2021-09-17 05:51:46

by Corey Minyard

[permalink] [raw]
Subject: Re: Issue with panic handling and ipmi

On Thu, Sep 16, 2021 at 04:53:00PM +0200, Anton Lundin wrote:
> Hi.
>
> I've just done a upgrade of the kernel we're using in a product from
> 4.19 to 5.10 and I noted a issue.
>
> It started that with that we didn't get panic and oops dumps in our erst
> backed pstore, and when debugging that I noted that the reboot on panic
> timer didn't work either.
>
> I've bisected it down to 2033f6858970 ("ipmi: Free receive messages when
> in an oops").

Hmm. Unfortunately removing that will break other things. Can you try
the following patch? It's a good idea, in general, to do as little as
possible in the panic path, this should cover a multitude of issues.

Thanks for the report.

-corey

>
> I tested just reverting that and both dumps to pstore and the panic
> reboot timer started working again.
>
>
> //Anton

commit e28aa211190b7d3a1135f051f0c30b0195016489
Author: Corey Minyard <[email protected]>
Date: Thu Sep 16 11:36:20 2021 -0500

ipmi: Disable some operations during a panic

Don't do kfree or other risky things when oops_in_progress is set.

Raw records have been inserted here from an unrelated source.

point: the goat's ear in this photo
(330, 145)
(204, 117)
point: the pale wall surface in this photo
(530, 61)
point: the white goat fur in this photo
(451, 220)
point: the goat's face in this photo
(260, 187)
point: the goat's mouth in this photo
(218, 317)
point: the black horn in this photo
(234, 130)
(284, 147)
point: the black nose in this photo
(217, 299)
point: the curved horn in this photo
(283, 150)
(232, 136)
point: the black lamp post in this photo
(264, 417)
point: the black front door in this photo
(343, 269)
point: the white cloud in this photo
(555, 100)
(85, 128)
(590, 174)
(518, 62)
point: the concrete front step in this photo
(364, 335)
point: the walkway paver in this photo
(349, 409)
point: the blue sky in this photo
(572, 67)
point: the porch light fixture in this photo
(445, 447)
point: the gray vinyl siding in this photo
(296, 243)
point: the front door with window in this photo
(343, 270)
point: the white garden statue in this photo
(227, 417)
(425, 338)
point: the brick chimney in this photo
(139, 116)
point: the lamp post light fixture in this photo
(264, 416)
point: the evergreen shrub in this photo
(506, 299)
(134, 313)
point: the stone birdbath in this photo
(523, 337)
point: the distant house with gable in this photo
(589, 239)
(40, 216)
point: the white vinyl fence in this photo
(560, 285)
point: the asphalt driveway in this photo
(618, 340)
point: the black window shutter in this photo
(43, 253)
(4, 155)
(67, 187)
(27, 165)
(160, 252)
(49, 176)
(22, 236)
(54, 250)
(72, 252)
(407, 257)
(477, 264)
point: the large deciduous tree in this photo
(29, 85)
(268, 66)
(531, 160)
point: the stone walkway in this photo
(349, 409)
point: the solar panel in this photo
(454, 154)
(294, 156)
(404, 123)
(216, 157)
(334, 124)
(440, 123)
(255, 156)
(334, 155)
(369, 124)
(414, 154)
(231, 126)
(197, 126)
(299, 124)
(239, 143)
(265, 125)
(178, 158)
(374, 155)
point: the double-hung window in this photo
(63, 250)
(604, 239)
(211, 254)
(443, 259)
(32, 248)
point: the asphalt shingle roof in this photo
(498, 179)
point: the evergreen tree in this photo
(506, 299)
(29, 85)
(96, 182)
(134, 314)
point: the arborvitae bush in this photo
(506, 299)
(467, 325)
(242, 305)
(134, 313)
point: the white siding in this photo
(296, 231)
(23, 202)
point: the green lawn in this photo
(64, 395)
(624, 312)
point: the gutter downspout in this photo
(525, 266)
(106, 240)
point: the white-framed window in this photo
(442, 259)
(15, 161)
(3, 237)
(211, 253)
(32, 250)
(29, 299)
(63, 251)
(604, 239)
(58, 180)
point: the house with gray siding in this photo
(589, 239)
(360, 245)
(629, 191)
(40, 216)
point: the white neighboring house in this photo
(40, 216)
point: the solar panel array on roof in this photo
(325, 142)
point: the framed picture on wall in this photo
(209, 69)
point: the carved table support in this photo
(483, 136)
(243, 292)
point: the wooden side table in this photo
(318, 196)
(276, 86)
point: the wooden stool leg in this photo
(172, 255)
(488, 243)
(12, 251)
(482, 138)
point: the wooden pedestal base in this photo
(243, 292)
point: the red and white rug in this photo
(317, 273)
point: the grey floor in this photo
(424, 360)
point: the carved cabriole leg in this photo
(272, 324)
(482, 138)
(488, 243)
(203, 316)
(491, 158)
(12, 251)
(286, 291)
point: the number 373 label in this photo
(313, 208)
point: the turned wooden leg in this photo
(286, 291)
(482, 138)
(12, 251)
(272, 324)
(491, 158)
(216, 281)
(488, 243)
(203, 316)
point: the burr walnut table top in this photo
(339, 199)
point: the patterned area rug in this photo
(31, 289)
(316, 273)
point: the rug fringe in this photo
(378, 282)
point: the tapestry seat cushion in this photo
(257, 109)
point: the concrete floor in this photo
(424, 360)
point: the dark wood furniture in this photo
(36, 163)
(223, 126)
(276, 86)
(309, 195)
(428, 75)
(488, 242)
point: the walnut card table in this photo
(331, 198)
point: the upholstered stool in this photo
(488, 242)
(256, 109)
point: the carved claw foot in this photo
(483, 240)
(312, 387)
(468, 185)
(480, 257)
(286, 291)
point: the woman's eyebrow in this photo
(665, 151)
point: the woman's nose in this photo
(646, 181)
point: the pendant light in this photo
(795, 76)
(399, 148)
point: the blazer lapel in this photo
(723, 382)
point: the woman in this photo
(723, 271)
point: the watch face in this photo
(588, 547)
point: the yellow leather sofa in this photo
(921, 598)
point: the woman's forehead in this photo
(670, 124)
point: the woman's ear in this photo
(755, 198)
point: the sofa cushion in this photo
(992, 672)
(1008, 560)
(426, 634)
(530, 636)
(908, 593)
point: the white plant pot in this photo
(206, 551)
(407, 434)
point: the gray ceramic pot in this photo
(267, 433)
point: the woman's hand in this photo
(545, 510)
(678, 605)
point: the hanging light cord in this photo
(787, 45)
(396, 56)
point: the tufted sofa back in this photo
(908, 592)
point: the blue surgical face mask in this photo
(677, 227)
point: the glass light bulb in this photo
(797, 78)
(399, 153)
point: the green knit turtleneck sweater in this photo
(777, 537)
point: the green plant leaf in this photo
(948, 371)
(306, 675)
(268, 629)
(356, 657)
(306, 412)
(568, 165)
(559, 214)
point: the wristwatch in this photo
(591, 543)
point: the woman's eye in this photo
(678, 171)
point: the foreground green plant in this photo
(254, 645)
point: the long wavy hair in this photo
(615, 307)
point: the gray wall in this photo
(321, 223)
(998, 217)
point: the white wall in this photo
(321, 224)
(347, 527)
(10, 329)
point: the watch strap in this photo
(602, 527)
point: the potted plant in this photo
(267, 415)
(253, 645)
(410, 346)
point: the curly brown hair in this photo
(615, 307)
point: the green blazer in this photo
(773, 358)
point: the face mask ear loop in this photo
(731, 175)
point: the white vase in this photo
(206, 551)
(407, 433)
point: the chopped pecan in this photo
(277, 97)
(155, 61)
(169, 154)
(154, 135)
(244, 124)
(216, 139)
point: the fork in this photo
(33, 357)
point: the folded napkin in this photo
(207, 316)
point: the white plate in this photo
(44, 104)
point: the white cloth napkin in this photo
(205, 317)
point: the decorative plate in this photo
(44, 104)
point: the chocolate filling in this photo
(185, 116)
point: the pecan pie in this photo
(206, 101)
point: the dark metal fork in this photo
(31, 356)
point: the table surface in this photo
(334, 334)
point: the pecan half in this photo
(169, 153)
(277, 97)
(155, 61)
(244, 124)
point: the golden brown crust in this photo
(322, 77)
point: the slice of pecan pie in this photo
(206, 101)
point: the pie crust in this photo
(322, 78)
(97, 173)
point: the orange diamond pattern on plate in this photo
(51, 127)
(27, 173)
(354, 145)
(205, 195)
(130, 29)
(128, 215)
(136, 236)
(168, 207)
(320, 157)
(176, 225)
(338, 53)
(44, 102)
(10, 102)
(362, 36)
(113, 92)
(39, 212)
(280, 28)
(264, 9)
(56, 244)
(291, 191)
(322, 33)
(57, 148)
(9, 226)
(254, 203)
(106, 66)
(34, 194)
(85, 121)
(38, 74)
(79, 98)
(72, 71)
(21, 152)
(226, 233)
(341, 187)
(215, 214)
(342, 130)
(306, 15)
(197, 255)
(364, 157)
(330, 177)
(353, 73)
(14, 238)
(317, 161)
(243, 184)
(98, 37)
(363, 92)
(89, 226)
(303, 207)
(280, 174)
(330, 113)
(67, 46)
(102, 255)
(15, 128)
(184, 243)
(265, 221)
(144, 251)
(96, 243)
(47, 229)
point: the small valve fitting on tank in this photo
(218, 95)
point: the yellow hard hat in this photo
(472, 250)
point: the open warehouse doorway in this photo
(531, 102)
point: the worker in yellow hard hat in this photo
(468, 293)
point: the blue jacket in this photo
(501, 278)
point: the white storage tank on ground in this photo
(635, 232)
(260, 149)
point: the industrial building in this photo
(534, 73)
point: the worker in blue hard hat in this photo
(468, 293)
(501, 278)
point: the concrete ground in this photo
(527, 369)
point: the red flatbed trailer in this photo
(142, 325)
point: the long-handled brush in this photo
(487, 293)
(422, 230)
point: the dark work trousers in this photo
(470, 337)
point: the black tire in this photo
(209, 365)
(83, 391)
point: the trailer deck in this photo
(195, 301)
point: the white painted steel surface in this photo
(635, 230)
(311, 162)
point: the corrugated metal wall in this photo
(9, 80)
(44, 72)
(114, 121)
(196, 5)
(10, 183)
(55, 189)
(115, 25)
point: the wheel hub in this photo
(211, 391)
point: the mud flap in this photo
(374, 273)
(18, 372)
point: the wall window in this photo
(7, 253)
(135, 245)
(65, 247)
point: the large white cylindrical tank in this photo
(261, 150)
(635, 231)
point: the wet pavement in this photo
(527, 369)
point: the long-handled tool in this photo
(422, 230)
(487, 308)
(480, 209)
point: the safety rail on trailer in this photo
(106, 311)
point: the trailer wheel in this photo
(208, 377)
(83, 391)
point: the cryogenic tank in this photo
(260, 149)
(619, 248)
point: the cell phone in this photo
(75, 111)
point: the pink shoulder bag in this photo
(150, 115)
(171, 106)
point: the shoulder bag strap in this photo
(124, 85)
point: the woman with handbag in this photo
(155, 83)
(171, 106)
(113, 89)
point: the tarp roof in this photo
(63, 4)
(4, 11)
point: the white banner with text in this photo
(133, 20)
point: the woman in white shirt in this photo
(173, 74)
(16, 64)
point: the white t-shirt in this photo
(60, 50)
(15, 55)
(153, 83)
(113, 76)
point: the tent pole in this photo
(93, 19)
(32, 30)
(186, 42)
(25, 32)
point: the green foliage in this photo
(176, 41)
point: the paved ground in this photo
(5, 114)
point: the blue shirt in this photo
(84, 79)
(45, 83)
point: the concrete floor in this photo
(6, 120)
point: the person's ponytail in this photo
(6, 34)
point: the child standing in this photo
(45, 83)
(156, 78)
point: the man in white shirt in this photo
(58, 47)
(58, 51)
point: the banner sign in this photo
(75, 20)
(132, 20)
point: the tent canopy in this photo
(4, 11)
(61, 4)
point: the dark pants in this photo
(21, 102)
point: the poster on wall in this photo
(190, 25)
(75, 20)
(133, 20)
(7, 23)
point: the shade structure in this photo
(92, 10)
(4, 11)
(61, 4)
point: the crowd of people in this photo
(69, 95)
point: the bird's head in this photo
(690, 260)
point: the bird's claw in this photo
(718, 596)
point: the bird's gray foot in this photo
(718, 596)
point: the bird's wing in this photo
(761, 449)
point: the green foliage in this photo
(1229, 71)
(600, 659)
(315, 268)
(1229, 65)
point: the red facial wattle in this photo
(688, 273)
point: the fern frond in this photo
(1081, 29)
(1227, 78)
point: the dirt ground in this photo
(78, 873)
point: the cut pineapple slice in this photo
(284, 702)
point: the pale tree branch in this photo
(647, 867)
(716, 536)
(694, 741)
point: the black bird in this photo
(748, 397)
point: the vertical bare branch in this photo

Reported-by: Anton Lundin <[email protected]>
Fixes: 2033f6858970 ("ipmi: Free receive messages when > in an oops")
Signed-off-by: Corey Minyard <[email protected]>

diff --git a/drivers/char/ipmi/ipmi_msghandler.c b/drivers/char/ipmi/ipmi_msghandler.c
index e96cb5c4f97a..a08f53f208bf 100644
--- a/drivers/char/ipmi/ipmi_msghandler.c
+++ b/drivers/char/ipmi/ipmi_msghandler.c
@@ -4789,7 +4789,9 @@ static atomic_t recv_msg_inuse_count = ATOMIC_INIT(0);
static void free_smi_msg(struct ipmi_smi_msg *msg)
{
atomic_dec(&smi_msg_inuse_count);
- kfree(msg);
+ /* Try to keep as much stuff out of the panic path as possible. */
+ if (!oops_in_progress)
+ kfree(msg);
}

struct ipmi_smi_msg *ipmi_alloc_smi_msg(void)
@@ -4808,7 +4810,9 @@ EXPORT_SYMBOL(ipmi_alloc_smi_msg);
static void free_recv_msg(struct ipmi_recv_msg *msg)
{
atomic_dec(&recv_msg_inuse_count);
- kfree(msg);
+ /* Try to keep as much stuff out of the panic path as possible. */
+ if (!oops_in_progress)
+ kfree(msg);
}

static struct ipmi_recv_msg *ipmi_alloc_recv_msg(void)
@@ -4826,7 +4830,7 @@ static struct ipmi_recv_msg *ipmi_alloc_recv_msg(void)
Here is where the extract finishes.